- Born: March 15, 1949 (age 77)
- Education: Anderson University (B.A., 1971), State University of New York, Albany (M.A., 1972; Ph.D., 1977)
- Awards: 2004 Bruce Smith Sr. Award from the Academy of Criminal Justice Sciences
- Scientific career
- Fields: Criminal justice
- Institutions: Rutgers University-Newark
- Thesis: The specification of behavioral objectives in probation supervision (1977)

= Todd Clear =

American criminologist

Todd Ray Clear (born March 15, 1949) is an American criminologist and distinguished professor in the school of criminal justice at Rutgers University–Newark.

==Education==
Clear received his BA in sociology from Anderson University in 1971, and his M.A. and Ph.D. in criminal justice from the State University of New York, Albany in 1972 and 1977, respectively.

==Career==
Clear's first academic appointment was at the State University of New York at Albany in 1973. He joined the faculty of Rutgers University–Newark in 1978 as a professor in the school of criminal justice, a position he held until 1996. He served as the Associate Dean of the Florida State University College of Criminology and Criminal Justice from 1996 to 1999. From 1999 to 2010, he served as a distinguished professor in the John Jay College of Criminal Justice.

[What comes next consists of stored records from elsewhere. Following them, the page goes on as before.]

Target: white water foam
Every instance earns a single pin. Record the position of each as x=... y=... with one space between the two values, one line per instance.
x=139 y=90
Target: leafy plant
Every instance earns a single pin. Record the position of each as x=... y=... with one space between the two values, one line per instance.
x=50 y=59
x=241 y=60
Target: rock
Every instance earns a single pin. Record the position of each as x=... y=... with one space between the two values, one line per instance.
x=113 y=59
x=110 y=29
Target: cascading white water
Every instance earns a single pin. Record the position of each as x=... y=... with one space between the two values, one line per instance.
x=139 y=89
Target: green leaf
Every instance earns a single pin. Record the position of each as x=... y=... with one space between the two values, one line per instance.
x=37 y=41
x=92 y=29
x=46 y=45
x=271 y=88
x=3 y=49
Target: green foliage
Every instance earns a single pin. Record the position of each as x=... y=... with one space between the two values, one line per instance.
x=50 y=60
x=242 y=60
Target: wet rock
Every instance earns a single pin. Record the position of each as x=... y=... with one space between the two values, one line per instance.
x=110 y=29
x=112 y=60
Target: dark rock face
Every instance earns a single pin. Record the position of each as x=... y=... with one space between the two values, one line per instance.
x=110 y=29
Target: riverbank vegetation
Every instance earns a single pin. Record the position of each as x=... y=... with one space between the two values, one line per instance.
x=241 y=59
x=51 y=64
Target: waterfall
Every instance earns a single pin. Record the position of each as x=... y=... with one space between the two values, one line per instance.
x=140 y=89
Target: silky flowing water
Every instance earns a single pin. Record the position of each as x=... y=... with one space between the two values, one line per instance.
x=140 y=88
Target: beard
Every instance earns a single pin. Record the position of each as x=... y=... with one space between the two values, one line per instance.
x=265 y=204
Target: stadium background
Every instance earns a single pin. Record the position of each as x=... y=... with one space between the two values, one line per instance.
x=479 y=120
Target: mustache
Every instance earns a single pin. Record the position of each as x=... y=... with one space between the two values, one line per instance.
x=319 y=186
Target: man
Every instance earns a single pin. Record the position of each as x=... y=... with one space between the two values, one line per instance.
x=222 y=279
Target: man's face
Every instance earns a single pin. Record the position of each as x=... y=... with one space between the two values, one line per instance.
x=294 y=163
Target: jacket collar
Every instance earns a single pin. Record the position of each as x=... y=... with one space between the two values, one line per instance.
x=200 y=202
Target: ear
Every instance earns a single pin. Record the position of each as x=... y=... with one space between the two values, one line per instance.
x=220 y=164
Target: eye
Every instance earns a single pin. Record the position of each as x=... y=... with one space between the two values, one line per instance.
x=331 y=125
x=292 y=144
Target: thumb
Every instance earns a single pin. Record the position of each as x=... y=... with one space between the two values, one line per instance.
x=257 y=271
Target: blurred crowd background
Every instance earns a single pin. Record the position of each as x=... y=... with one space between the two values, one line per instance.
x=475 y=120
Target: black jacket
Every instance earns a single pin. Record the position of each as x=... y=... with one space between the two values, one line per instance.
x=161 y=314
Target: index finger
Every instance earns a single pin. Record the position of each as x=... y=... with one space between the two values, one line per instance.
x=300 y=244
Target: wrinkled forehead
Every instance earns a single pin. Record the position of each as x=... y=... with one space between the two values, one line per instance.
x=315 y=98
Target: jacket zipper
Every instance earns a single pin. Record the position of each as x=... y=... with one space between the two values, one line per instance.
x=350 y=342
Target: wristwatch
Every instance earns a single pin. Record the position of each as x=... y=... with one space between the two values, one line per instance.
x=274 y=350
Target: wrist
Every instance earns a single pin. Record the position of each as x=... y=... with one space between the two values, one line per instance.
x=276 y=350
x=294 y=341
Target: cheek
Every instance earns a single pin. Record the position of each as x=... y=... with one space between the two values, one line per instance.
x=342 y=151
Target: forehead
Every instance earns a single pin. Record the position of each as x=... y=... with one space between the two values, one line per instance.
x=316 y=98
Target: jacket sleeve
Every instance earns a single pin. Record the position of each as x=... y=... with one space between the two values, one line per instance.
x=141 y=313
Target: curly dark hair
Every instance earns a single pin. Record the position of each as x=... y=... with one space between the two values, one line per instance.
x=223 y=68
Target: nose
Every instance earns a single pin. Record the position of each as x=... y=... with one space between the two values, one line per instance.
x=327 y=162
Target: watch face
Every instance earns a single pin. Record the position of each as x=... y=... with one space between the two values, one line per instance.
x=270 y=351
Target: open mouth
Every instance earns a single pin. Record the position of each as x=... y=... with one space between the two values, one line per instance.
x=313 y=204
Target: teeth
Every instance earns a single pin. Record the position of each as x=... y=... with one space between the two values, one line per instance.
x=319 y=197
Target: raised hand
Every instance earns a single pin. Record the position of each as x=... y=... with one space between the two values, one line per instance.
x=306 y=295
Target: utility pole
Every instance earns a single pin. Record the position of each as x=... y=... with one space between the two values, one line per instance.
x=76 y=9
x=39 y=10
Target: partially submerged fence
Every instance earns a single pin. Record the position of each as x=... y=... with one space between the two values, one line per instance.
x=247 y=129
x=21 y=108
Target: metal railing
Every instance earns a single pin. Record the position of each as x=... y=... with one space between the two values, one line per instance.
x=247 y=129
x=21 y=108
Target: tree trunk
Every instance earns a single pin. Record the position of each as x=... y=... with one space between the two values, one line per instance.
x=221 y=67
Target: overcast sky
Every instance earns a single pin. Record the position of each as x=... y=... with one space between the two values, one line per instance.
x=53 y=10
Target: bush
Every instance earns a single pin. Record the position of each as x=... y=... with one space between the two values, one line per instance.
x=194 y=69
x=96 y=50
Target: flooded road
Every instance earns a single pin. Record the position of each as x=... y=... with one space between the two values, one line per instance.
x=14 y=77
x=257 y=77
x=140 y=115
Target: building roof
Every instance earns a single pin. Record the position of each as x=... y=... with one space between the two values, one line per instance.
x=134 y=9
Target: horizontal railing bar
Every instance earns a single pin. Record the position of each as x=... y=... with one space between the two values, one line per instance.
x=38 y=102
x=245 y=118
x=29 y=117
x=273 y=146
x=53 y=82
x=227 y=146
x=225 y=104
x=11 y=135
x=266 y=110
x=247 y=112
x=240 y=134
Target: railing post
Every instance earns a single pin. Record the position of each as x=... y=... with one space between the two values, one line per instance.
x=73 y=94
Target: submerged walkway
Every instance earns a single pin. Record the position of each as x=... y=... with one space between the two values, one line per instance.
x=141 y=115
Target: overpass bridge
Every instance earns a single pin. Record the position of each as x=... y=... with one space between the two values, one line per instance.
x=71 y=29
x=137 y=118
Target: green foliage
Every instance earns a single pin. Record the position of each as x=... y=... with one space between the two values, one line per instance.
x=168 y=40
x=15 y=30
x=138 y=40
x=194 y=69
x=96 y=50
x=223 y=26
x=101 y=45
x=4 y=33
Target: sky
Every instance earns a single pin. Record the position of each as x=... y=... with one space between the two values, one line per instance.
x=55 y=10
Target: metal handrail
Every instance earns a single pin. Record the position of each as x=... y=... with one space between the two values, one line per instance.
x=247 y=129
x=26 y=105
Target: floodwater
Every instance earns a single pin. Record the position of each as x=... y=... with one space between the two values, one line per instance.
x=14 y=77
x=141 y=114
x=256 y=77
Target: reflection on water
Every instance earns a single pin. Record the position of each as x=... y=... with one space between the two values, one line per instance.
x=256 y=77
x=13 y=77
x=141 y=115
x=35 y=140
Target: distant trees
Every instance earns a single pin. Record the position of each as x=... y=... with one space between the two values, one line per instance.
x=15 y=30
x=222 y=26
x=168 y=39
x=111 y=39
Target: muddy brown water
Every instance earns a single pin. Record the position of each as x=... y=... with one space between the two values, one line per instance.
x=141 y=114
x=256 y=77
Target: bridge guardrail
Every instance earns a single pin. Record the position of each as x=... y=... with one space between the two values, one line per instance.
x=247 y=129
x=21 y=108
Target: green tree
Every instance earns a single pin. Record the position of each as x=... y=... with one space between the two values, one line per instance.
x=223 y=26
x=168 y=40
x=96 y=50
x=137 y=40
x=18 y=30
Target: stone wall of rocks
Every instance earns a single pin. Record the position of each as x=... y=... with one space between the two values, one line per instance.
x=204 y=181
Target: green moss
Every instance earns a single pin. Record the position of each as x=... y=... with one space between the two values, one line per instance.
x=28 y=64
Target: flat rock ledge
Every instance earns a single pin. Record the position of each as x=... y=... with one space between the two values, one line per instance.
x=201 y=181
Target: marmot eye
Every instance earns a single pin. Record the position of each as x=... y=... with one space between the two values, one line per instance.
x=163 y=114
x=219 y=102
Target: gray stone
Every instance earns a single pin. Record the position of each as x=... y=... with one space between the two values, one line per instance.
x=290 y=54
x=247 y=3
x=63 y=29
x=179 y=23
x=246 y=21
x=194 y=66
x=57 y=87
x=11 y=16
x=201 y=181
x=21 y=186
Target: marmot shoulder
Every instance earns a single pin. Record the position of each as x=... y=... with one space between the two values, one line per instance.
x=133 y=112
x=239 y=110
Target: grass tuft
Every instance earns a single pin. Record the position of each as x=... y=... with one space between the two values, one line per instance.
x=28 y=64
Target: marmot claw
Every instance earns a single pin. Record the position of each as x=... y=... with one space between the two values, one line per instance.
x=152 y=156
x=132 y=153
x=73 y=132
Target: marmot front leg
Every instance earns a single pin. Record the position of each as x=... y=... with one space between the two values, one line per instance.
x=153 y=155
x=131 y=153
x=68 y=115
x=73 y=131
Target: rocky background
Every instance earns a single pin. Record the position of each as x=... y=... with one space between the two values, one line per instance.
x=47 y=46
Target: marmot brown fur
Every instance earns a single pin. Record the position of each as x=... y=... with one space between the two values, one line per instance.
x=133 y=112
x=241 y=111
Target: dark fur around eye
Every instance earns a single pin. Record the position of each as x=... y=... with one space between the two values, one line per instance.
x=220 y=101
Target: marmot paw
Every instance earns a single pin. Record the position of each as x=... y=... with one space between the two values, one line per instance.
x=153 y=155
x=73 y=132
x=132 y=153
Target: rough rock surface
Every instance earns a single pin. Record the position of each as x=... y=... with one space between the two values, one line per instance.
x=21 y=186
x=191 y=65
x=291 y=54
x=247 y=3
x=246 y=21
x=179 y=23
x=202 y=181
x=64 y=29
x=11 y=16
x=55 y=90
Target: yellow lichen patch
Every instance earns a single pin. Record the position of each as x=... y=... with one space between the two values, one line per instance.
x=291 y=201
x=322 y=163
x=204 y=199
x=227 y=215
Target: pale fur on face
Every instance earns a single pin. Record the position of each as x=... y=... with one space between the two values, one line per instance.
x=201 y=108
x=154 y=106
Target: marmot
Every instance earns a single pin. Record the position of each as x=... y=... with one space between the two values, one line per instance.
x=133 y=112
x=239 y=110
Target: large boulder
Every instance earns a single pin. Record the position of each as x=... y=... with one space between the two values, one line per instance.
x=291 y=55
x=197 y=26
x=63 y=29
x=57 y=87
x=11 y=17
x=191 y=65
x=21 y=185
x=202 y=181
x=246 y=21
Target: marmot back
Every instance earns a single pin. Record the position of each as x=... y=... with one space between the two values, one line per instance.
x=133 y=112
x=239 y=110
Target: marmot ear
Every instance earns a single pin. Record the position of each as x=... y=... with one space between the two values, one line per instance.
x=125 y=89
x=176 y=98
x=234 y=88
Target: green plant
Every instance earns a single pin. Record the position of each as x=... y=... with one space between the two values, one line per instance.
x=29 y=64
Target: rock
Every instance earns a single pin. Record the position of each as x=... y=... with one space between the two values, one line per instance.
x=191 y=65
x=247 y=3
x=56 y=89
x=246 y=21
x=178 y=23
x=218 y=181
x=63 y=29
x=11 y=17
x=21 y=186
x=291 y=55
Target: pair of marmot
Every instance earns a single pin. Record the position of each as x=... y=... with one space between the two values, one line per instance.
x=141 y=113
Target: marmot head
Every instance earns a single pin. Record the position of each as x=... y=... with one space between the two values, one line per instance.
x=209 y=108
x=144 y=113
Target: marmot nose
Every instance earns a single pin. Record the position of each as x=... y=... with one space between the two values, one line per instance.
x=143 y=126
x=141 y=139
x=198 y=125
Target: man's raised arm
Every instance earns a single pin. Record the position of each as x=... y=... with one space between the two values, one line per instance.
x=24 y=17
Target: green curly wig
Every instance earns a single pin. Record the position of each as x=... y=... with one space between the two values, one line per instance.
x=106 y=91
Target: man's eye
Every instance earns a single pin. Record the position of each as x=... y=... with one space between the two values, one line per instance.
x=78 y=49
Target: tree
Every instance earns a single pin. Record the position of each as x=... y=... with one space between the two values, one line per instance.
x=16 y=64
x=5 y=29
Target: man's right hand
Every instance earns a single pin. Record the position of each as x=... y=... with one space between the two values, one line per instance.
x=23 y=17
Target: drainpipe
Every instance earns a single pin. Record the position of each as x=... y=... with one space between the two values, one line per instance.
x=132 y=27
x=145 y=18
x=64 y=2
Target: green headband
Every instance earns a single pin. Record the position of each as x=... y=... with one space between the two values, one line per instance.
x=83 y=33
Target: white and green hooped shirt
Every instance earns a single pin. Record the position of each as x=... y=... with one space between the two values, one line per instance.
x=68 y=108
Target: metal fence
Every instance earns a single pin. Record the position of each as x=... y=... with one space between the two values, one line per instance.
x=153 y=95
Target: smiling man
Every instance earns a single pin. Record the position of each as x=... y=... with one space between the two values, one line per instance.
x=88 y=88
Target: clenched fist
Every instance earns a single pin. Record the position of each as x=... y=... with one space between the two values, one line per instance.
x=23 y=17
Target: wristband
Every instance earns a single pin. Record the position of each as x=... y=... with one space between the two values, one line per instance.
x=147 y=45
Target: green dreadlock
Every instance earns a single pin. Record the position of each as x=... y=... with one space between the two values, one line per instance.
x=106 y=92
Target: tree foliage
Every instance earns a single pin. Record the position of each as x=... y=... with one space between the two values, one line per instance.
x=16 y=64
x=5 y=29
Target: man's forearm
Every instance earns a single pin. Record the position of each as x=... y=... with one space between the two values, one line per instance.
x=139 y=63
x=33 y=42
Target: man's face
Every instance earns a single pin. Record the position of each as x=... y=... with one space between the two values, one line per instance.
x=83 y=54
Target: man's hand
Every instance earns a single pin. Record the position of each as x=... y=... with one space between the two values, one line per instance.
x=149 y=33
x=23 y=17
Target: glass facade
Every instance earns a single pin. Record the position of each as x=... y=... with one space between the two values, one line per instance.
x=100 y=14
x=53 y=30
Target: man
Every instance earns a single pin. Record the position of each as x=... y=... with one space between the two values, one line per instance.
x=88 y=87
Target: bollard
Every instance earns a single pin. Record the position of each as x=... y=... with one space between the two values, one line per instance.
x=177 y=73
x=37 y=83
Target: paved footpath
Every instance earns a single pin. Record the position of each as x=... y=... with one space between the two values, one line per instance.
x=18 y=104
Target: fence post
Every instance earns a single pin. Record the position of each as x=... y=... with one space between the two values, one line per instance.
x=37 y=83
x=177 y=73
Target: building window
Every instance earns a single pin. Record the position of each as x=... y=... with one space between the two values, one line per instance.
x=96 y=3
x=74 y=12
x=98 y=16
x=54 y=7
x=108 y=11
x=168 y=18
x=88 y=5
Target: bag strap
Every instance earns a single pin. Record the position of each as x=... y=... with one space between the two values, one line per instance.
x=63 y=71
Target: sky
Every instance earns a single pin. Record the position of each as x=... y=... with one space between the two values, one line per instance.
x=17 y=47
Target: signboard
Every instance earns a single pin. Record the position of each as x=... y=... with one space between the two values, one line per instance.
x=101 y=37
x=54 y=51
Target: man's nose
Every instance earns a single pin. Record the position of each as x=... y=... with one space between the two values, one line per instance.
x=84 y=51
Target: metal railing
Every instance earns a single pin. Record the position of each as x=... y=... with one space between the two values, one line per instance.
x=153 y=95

In 2010, he became the dean of the Rutgers School of Criminal Justice, a position he held until September 1, 2014, when he was replaced by Shadd Maruna. After serving as interim chancellor of Rutgers University–Newark for six months, he became the provost in January 2014, a position he held for two years. He then returned to the faculty of the university's School of Criminal Justice.

==Research==
Clear has researched various aspects of crime policy during his career. These include incarceration in the United States and its effects on crime, the effectiveness of prison religion programs, and the effects of individuals often being punished with fines for breaking certain laws.

==Honors, awards and positions==
Clear has served as president of the American Society of Criminology (2008–2009), The Academy of Criminal Justice Sciences (1999–2000), and The Association of Doctoral Programs in Criminology and Criminal Justice (1998–2006). In 2004, he received the Bruce Smith Sr. Award from the Academy of Criminal Justice Sciences; in 2007, he received the Herbert Bloch Award from the American Society of Criminology.